Tuesday, July 7, 2009

Delivery: PageRank, Hits and Modularity

I'm delivering PageRank, HITS and Modularity (Louvain algorithm) metrics. Modularity was a bit trickier than I would have figured. I'm still not convinced that my code represents the best way to implement the Louvain algorithm, however, it is fast and accurate.



To-date I have implemented all of the metrics from the orignal proposal (allbeit with some lingering issues). Hits appears to have some hiccups that need to be ironed out. Both hits and pagerank need some (minor) adjustments for running on undirected graphs.

There is still, of course, a lot to do. My objective for the rest of this week is to iron out issues with the metrics and complete the reports (add parameter list, date, network revision, etc.).

The next major task is to begin work on the Report Center, which will monitor and inform users of the progress of reports.

Tuesday, June 23, 2009

PageRank and HITS

I have implemented a first go at PageRank and the HITS algorithm. These two will be harder to verify as I'll have to look around for other known solutions to verify our work. The results so far seem to be very small.

So far the algorithms are only setup to run on directed algorithms, I will need to go through and add a directed flag and then iterate over different sets of edges based on that flag.

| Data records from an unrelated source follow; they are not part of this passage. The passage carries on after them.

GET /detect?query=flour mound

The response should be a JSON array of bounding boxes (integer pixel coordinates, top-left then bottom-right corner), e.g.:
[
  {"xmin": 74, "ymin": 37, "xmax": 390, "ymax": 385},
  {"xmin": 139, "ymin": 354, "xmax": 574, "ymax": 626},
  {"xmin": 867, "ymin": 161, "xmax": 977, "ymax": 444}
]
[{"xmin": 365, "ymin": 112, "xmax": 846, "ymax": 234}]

I am not thrilled with the parmaterization forms as they are now. They are rather unimpressive, there are very few parameters to get from the user. I'm thinking of adding some explanation for what these algorithms compute on the forms (eventually)

Monday, June 22, 2009

Delivery #3

I've just pushed delivery #3 which includes working versions of Clustering Coefficient, Degree Distribution, and Graph Distance metrics. I keep meaning to go into detail on the wiki on the design details (diagrams, etc.); I haven't found the time as yet, will get to it this week.

I had to spend some time resolving packaging issues and getting everything up-to-date and merged.

Some good advances today. Created package for handling the gui and an interface to allow gui parametrization to run smoothly.



Aside from continuing to work on the framework, beefing up the parametrization and the reporting, there remains only three main statistics: HITS, Pagerank, and Modularity.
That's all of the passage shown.